SEORANG ahli hukum perbankan tiba-tiba mempersoalkan kasus Bank Bali dengan sengit sekali. Kalau disimak benar-benar, pembaca akan dapat menghayati suasana menggelegak yang sedang berproses dalam dirinya. Tapi, di luar gelegak itu, diakuinya ia tidak punya kepentingan apa-apa. Ia, pokoknya, harus bicara. Apalagi pelaku-pelaku utama dalam "drama" Bank Bali ini punya kaliber tersendiri: wakil bendahara sebuah partai besar, oknum pejabat di Badan Penyehatan Perbankan Nasional (BPPN), dan pemilik sebuah hotel mewah di Jakarta. Mereka semua tokoh penting yang beraksi untuk tokoh yang lebih penting dan demi tujuan yang dianggap mahapenting.
Sejauh ini, Bank Bali (BB) dinyatakan terjebak, tapi kenyataannya tidak persis begitu. Syahdan, BB memiliki tagihan sekitar Rp 3 triliun di tiga bank beku operasi yang berada dalam "perawatan" BPPN. Namun, karena sebab-sebab tertentu, BB tak mampu menembus ke BPPN. Jasa-jasa baik lalu ditawarkan oleh bos hotel dan bendahara partai, sehingga cairlah uang dari BPPN Rp 900 miliar. Di sinilah pejabat BPPN itu berperan. Sayang, permainannya tidak tuntas. Soalnya, dari Rp 3 triliun, yang sempat cair hanya Rp 900 miliar, dan sebesar Rp 500 miliar dari jumlah itu langsung disisihkan sebagai komisi buat bendahara partai dan bos hotel. Bank Bali dirugikan, terlebih karena rekayasa yang tidak lazim itu terlacak oleh pihak-pihak yang melakukan due diligence. Celakanya lagi, negosiasi untuk joint venture gagal, disusul adanya rush. Sebuah bayaran yang mahal.

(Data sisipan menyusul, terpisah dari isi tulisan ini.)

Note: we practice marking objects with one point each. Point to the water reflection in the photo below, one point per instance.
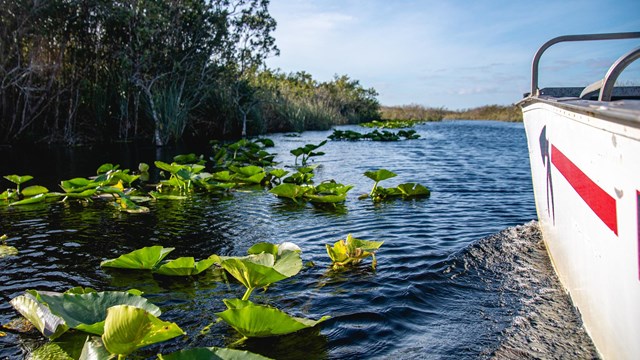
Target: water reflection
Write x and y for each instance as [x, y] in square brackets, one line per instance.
[431, 295]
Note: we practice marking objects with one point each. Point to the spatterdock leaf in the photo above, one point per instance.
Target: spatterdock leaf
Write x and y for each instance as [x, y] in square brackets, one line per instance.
[17, 179]
[6, 250]
[128, 328]
[413, 190]
[253, 320]
[87, 311]
[32, 200]
[49, 324]
[262, 269]
[184, 266]
[212, 353]
[146, 258]
[291, 191]
[380, 175]
[34, 190]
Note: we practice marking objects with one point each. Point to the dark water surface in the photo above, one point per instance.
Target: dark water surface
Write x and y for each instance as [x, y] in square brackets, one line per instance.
[462, 274]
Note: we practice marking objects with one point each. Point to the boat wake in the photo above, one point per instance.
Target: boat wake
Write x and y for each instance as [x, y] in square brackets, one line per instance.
[545, 324]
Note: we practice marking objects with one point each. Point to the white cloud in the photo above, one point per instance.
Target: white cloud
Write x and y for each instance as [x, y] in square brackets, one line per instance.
[432, 52]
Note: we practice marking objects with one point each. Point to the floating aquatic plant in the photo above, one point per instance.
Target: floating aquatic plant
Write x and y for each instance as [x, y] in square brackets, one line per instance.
[290, 191]
[253, 320]
[184, 266]
[6, 250]
[352, 251]
[261, 269]
[406, 190]
[328, 192]
[54, 313]
[18, 180]
[212, 353]
[242, 153]
[129, 328]
[303, 175]
[306, 152]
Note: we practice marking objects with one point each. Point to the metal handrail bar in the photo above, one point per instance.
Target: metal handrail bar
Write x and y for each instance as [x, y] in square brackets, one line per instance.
[614, 71]
[585, 37]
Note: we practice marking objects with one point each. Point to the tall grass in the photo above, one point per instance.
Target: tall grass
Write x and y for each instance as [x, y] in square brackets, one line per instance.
[414, 112]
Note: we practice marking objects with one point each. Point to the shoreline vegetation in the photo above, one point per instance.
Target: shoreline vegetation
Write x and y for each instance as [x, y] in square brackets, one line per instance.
[413, 112]
[167, 72]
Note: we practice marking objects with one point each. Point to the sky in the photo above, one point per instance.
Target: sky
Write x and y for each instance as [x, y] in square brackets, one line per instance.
[456, 54]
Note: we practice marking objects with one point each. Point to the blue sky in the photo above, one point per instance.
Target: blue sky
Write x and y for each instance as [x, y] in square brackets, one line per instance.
[456, 54]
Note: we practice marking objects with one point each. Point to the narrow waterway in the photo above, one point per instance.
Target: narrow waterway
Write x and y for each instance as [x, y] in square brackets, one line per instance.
[462, 274]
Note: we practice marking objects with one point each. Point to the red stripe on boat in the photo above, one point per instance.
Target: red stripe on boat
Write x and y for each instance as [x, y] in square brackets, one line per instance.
[603, 204]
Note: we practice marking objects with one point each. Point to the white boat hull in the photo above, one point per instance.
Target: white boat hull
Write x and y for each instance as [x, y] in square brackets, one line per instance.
[586, 176]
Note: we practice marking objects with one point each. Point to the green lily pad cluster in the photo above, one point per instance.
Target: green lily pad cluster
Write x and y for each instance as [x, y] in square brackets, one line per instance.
[151, 259]
[108, 183]
[115, 323]
[266, 264]
[375, 135]
[391, 124]
[6, 250]
[352, 251]
[242, 153]
[404, 191]
[306, 152]
[328, 192]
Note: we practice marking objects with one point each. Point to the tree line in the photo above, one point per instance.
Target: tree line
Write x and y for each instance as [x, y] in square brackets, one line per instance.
[510, 113]
[78, 71]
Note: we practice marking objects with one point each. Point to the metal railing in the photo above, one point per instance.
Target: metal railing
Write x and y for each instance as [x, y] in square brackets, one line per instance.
[535, 91]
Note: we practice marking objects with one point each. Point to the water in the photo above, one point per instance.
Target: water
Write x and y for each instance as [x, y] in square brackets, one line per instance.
[462, 274]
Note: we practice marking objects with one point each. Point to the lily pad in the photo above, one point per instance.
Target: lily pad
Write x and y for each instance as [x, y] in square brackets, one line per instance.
[146, 258]
[34, 190]
[49, 324]
[53, 313]
[352, 251]
[212, 353]
[380, 175]
[252, 320]
[17, 179]
[259, 270]
[184, 266]
[6, 250]
[129, 328]
[413, 190]
[32, 200]
[290, 191]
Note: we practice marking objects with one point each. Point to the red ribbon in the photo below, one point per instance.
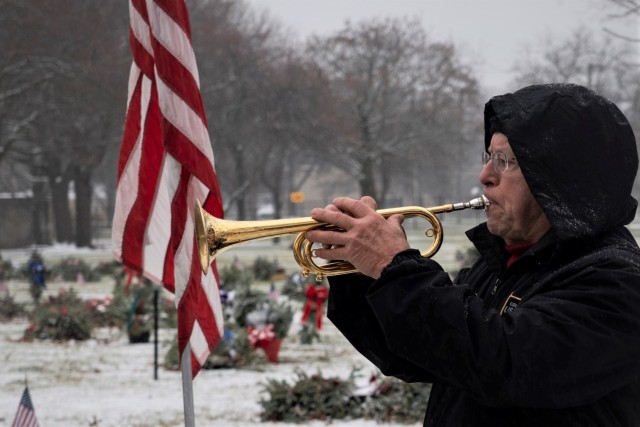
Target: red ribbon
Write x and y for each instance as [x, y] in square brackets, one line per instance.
[260, 338]
[315, 297]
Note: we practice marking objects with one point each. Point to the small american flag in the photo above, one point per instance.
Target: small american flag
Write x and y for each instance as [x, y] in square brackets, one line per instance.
[26, 415]
[165, 164]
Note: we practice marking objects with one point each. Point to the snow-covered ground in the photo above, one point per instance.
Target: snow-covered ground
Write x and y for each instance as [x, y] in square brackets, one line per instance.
[108, 382]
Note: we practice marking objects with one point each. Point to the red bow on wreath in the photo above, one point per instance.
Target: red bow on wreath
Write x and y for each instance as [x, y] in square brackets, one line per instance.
[315, 297]
[260, 338]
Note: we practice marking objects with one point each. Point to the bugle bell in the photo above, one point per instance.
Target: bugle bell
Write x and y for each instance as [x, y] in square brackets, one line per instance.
[215, 235]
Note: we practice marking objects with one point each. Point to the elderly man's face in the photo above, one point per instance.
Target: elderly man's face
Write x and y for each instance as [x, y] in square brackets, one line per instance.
[514, 214]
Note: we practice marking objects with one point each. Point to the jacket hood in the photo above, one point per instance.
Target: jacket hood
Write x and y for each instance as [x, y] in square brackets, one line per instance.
[576, 151]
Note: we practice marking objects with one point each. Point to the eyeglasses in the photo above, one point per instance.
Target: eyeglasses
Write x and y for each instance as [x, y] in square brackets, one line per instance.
[500, 161]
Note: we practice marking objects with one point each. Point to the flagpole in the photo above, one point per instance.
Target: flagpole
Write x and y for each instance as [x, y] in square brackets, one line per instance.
[187, 387]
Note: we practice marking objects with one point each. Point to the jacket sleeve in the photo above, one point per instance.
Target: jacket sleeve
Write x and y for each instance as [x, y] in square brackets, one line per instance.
[349, 310]
[574, 341]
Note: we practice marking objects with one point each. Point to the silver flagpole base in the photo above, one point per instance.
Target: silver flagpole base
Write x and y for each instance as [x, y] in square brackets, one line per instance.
[187, 387]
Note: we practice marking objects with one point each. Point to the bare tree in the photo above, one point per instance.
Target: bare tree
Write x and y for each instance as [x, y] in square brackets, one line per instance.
[69, 69]
[395, 91]
[606, 64]
[624, 10]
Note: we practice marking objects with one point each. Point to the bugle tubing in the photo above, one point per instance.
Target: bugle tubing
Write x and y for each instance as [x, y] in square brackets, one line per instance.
[215, 235]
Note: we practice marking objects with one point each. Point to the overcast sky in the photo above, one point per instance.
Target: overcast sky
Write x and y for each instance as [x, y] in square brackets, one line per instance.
[493, 32]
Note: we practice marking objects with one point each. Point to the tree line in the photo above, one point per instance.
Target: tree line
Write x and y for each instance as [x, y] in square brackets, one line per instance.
[379, 103]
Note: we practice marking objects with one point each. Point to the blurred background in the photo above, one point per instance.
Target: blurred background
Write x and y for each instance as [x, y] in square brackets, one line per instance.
[305, 100]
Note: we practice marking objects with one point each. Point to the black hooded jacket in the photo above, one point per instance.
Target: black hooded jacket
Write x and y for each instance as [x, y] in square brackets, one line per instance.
[551, 340]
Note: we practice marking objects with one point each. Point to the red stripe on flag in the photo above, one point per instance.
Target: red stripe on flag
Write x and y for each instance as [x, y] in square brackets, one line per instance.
[166, 124]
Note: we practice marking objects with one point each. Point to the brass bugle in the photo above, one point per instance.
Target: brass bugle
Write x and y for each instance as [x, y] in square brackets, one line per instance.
[215, 235]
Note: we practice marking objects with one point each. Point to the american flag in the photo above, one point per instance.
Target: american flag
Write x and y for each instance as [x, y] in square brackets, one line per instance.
[165, 164]
[26, 415]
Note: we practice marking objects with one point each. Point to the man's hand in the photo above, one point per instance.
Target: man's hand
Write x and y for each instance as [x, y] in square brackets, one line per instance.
[366, 239]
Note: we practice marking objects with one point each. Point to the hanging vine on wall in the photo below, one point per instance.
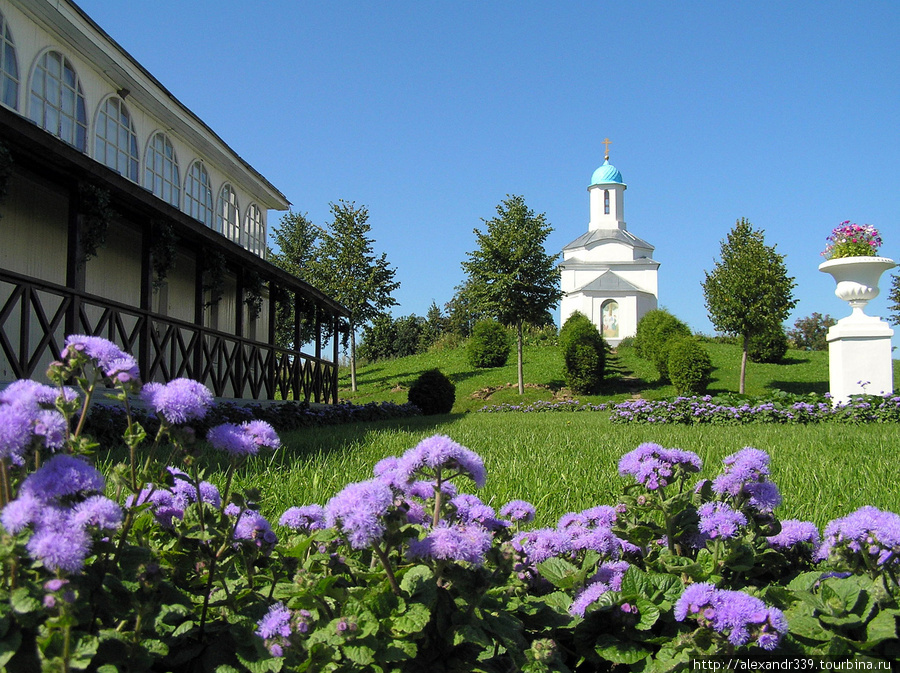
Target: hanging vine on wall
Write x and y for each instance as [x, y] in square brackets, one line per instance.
[163, 251]
[6, 163]
[97, 215]
[214, 276]
[253, 287]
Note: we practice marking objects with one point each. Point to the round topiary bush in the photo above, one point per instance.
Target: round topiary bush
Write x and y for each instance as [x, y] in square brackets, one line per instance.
[689, 366]
[654, 331]
[433, 393]
[769, 346]
[584, 354]
[489, 344]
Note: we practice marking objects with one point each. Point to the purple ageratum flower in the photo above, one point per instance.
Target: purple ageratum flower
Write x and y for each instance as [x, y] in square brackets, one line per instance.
[439, 452]
[63, 475]
[358, 512]
[740, 617]
[746, 466]
[304, 519]
[453, 543]
[97, 511]
[867, 531]
[178, 401]
[655, 467]
[719, 521]
[276, 623]
[244, 439]
[794, 533]
[518, 511]
[540, 544]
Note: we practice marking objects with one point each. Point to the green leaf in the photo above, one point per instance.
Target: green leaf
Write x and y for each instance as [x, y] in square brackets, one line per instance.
[619, 651]
[560, 573]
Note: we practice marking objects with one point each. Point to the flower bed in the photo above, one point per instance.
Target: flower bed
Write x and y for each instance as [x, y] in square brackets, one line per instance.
[731, 409]
[153, 568]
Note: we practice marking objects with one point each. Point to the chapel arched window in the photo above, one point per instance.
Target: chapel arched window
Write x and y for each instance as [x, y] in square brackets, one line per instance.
[161, 173]
[198, 194]
[9, 67]
[228, 214]
[115, 142]
[57, 101]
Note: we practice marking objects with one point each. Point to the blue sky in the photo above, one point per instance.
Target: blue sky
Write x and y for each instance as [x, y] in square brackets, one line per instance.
[430, 113]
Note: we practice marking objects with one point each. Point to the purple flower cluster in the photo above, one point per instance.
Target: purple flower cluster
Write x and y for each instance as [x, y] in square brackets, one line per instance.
[244, 439]
[61, 502]
[718, 521]
[869, 537]
[117, 365]
[656, 467]
[170, 504]
[358, 511]
[740, 617]
[607, 578]
[178, 401]
[745, 479]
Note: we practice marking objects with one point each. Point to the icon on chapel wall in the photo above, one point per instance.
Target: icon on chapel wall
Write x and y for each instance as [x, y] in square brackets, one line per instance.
[610, 320]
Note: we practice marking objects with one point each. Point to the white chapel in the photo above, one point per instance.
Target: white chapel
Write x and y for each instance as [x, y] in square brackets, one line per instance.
[608, 273]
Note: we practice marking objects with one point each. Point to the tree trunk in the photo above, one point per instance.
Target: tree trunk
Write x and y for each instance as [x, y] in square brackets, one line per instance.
[744, 363]
[352, 357]
[519, 351]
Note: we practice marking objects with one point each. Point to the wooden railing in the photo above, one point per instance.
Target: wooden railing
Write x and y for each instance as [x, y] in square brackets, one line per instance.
[36, 316]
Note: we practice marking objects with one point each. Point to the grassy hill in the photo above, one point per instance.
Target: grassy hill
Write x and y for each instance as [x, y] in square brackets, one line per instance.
[627, 376]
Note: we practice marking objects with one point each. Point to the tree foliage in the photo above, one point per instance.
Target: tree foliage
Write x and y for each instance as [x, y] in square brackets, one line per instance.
[347, 269]
[810, 332]
[510, 276]
[296, 238]
[748, 291]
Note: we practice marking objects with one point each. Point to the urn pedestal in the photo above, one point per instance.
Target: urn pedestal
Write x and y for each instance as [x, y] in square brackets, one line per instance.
[859, 346]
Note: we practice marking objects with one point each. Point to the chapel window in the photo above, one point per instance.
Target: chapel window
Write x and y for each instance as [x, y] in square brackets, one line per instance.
[228, 214]
[115, 142]
[254, 236]
[57, 101]
[9, 67]
[161, 173]
[198, 194]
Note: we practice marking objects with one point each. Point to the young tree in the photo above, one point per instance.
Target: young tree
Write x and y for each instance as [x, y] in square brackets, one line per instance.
[295, 237]
[348, 270]
[748, 290]
[510, 275]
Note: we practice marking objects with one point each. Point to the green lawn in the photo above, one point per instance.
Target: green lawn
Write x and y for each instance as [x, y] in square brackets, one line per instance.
[567, 461]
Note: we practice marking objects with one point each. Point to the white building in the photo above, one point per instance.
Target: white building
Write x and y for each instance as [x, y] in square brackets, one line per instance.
[608, 273]
[106, 180]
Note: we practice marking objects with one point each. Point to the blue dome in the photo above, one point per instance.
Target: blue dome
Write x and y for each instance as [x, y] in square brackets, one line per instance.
[606, 174]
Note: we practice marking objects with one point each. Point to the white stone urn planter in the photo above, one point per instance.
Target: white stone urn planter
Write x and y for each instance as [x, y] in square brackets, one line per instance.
[857, 279]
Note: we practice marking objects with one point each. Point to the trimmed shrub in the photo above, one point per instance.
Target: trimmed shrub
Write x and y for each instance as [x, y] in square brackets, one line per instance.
[654, 331]
[489, 345]
[433, 393]
[689, 366]
[770, 346]
[584, 354]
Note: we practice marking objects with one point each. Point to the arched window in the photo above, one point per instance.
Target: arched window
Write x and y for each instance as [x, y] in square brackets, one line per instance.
[228, 214]
[9, 67]
[254, 238]
[198, 194]
[161, 174]
[610, 319]
[115, 142]
[57, 102]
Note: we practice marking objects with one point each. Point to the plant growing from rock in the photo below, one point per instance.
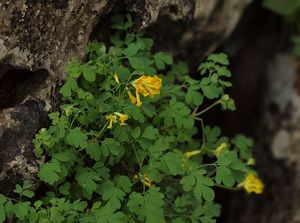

Masalahnya kini, kalau benar BB digerayangi money politics—seperti yang diisukan—mengapa anggota DPR belum memanggil ketua BPPN? Bank Bali bobol pada 2 Juni 1999—hanya lima hari sebelum pemilu—tapi di mana petugas pengawas pemilu, sehingga mereka tidak mengendus bau yang tak sedap itu? Lalu, apakah partai pembobol tidak terpanggil untuk melakukan bersih diri?
Sejauh ini, sikap pasif pihak-pihak berwenang memang menimbulkan tanda tanya. Mungkin karena itu, Prajoto—demikianlah nama ahli hukum perbankan itu—menggugatnya sedemikian keras. Pembobolan itu, kalau benar terjadi, seakan menyeret bangsa ini ke tengah pusaran banyak soal yang tidak dengan mudah bisa dipahami—karena ada sisi gelapnya—tapi harus cepat diatasi. Dan karena untuk biaya rekapitalisasi rakyat ikut terbebani, pembobolan Rp 900 miliar itu—termasuk Rp 500 miliar untuk sejumlah oknum—harus diusut dan dicari kejelasannya. Kegagalan seorang Rudy Ramli mengajarkan lagi bahwa dunia keuangan hanya bisa selamat kalau prinsip kehati-hatian diterapkan dan etika bisnis ditegakkan. Akan halnya politik uang, barangkali itulah semacam benalu yang melekat di sistem demokrasi, dan benalu yang terkenal ganas ini harus terus-menerus diperangi.